Tínhamos como base um grande celeiro de madeira rústica, e os grupos em ação acampavam perto da mata a ser defendida. Preparamos refeições comunitárias, e realizamos reuniões diárias, animadas e com senso de humor. A cada noite, uma pessoa diferente, geralmente (mas não sempre) entre as mais experientes, tomava a iniciativa de convocar a reunião e mediá-la. As reuniões ocorriam em alto astral e brincando com temas como “esta é uma não-reunião que eu estou não-mediando!”. De fato, há em prática muito conhecimento e experiência coletiva em facilitação de grupos e processos de decisão por consenso. Propunha-se uma pauta que se seguia para chegar a deliberações e planos concretos para o dia seguinte, incluindo ações, organização de caronas, preparação de refeições etc., mantida a bem instituída liberdade de fazer o que se bem queira ao longo do dia – participar de qualquer das atividades previstas ou de nenhuma delas. Foi um período descontraído, pois a temporada de corte ainda não havia propriamente começado. Outros acampamentos lidam com mais ação e confronto.

O contexto é de intensa tensão entre ativistas e as empresas empenhadas na exploração madeireira; uma tensão que muitas vezes leva à prisão de ativistas e, em alguns casos, à sua debilitação física ou mesmo à morte. Em 1998, a queda de uma árvore cortada matou o ativista David Chain enquanto ele resistia às ações da Pacific Lumber Co., a empresa madeireira dominante na época. Segundo manifestantes, a empresa deliberadamente cortava árvores imensas de forma a caírem perpendicularmente, ameaçando ativistas. Similarmente alvo de violência, Manuel Tortuguita foi baleado e morto pela polícia por defender a floresta de Atlanta em 18 de janeiro de 2023.

Madeira “sustentável”: quem sustenta o quê?

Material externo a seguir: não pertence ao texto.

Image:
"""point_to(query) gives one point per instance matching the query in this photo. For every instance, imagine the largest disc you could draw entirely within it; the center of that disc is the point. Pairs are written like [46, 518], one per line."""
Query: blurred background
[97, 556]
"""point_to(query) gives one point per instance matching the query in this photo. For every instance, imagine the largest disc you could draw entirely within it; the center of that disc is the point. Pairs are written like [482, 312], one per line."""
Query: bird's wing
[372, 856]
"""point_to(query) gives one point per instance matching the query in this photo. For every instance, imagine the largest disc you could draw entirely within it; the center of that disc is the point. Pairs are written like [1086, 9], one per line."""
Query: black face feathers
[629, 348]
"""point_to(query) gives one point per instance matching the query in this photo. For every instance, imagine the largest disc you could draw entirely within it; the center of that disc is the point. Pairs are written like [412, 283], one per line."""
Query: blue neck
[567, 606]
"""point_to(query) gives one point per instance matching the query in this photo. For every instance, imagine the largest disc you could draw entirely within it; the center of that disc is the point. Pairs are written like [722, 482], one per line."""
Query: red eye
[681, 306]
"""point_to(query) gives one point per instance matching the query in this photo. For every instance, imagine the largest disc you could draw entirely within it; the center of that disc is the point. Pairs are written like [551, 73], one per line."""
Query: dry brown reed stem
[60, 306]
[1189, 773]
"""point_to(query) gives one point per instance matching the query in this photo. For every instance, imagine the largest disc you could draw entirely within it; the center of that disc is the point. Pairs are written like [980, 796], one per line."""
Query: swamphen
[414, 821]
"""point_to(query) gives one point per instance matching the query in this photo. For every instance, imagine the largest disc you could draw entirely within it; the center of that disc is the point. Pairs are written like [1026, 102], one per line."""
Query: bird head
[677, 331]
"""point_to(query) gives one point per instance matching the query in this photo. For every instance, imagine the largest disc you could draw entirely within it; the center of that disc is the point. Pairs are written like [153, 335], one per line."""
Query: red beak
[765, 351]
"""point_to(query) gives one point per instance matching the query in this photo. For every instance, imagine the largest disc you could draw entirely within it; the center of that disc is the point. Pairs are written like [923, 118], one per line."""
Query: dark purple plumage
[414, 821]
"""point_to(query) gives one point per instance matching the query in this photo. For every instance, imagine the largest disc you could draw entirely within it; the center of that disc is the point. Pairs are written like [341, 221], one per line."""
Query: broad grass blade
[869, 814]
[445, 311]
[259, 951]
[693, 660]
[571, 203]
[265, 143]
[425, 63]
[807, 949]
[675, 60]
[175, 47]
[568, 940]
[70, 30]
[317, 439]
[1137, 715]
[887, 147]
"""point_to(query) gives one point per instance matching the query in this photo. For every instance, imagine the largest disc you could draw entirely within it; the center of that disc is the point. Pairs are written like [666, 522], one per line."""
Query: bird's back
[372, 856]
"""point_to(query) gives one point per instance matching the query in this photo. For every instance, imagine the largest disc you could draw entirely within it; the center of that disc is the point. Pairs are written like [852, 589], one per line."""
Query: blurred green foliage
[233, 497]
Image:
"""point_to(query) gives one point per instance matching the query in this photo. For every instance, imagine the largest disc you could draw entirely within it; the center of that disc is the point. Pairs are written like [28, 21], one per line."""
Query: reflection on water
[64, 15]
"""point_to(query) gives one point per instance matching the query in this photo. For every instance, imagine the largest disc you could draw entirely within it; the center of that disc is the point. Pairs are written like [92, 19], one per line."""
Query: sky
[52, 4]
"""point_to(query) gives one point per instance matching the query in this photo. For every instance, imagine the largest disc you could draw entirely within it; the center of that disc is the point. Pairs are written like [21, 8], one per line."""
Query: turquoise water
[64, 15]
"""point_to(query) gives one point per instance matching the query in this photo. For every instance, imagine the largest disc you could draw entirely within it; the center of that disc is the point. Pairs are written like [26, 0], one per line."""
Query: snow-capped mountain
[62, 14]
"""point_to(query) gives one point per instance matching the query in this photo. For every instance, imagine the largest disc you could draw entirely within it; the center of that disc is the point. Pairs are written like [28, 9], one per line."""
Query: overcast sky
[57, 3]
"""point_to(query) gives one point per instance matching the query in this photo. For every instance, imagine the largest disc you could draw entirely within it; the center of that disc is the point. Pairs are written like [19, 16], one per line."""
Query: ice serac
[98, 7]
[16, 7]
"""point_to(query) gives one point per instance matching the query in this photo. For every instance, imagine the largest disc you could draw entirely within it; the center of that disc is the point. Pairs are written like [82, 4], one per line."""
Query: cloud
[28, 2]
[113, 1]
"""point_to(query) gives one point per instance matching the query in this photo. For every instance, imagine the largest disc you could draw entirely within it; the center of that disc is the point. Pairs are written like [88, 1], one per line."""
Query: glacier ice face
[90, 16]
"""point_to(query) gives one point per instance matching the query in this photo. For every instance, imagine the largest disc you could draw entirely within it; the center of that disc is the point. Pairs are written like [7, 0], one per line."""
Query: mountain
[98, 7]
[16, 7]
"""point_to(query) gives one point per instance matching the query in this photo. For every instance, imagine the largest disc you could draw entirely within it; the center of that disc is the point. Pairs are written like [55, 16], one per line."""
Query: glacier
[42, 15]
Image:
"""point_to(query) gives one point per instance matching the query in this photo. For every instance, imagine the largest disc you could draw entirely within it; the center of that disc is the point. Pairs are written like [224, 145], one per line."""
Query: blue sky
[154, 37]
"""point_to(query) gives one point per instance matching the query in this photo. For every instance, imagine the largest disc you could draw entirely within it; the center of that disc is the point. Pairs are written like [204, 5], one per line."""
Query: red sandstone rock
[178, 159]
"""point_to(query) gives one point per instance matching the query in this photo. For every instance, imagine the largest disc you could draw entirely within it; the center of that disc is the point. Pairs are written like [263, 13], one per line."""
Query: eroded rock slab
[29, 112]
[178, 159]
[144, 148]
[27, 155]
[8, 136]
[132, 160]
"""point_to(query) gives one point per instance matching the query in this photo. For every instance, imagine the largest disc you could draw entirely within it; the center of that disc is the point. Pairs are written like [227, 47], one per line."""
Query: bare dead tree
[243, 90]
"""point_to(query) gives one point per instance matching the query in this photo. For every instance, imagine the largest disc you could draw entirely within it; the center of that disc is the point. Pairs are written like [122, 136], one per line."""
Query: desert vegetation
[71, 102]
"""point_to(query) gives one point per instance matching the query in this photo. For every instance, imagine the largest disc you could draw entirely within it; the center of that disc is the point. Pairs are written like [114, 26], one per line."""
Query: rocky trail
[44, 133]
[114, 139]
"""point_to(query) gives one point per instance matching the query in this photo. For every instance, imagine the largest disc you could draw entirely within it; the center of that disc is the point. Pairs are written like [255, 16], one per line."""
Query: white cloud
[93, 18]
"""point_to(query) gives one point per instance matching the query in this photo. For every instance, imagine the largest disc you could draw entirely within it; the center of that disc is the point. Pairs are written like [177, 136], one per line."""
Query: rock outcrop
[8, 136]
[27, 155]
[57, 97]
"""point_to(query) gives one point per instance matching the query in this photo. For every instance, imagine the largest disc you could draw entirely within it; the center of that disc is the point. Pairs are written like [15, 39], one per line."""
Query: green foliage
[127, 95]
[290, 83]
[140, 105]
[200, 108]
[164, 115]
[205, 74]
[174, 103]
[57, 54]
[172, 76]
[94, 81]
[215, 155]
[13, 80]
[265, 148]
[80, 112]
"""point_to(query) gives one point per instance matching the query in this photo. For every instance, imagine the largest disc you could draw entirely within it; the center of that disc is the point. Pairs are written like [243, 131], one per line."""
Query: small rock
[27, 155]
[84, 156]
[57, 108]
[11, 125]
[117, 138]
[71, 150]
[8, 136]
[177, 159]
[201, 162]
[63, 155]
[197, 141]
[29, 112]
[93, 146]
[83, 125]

Pacific Lumber, por décadas uma das maiores empreiteiras da Califórnia e conhecida como “Império das Sequoias”, faliu em 2007, e Humboldt Redwoods Co. é sua sucessora. A queda de Pacific Lumber deveu-se a décadas de manejo florestal extrativo.3 O que era fiscalmente insustentável também era ecologicamente insustentável – cortaram tanto em tão pouco tempo que logo não havia mais o que cortar. Quase toda a floresta da bacia hidrográfica da região foi explorada desde a década de 1950. Em termos de desmatamento, é um trucidamento ecológico quase total: restam 5% das florestas de sequoias originais da região, que ultrapassavam 800 mil hectares.4 A razão pela qual ainda existem árvores antigas na região é o contínuo compromisso dos defensores da floresta em protegê-las. Essas florestas exploradas estão crescendo lentamente, mas continuam desprotegidas por lei. Embora muitas áreas ainda sejam demasiado jovens para serem exploradas e a madeira seja de baixa qualidade, HRC continua a explorar a área.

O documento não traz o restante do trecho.